I apologize for the buzzwordy, markety blog title. But I am confident that the war between cloud databases and relational databases is partially, perhaps primarily, a question of marketing, and a marketing concept is therefore relevant: Disruptive technology.
Disruptive technologies start at the low-end of the market, (like microcomputers, or TCP/IP) and work their way up, disrupting “enterprise” solutions like minicomputers and value-added networks. Just as microcomputers did not completely replace minis and mainframes, I don’t expect cloud databases to completely eradicate traditional databases, but I hope to show why they will grow tremendously in the next few years: to the point that it is very unclear exactly what will happen to traditional databases over the long term.
By a “cloud” database, I mean one with the following properties:
- provided as part of a hosting package by large web companies like Amazon, Google, Rackspace, Microsoft and even smaller ones like Joyent and Heroku.
- designed so that they scale up automatically as traffic and content grows, rather than requiring new architectural and deployment decisions to be made as traffic grows. The hardware behind a cloud is finite, but consumers should only bump into limitations as they approach the limits of the cloud itself, rather than the limits of a particular box or cluster.

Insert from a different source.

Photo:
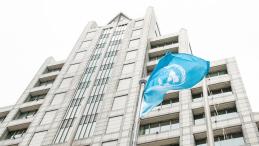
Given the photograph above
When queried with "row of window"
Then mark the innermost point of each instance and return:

These product are still in their infancy, and I suspect that some of the vendors listed in point 1 do not actually achieve the linear scalability requirement. I haven’t tested them all myself.
I know the limitations of databases like App Engine and SimpleDB, which is why Ayogo has not jumped on that bandwagon (yet).
But imagine I was a decade younger and I was making a decision about what system to use for my world-beating new dorm-room headquartered startup.
On my left shoulder is a little relational database angel, on my right shoulder is a little cloud database devil.
SQL Angel: “Relational database theory is powerful, and SQL is VERY flexible.”
Cloud Devil: “Our query languages are simpler, and you just can use programming code to do anything tricky (like summation or joining).”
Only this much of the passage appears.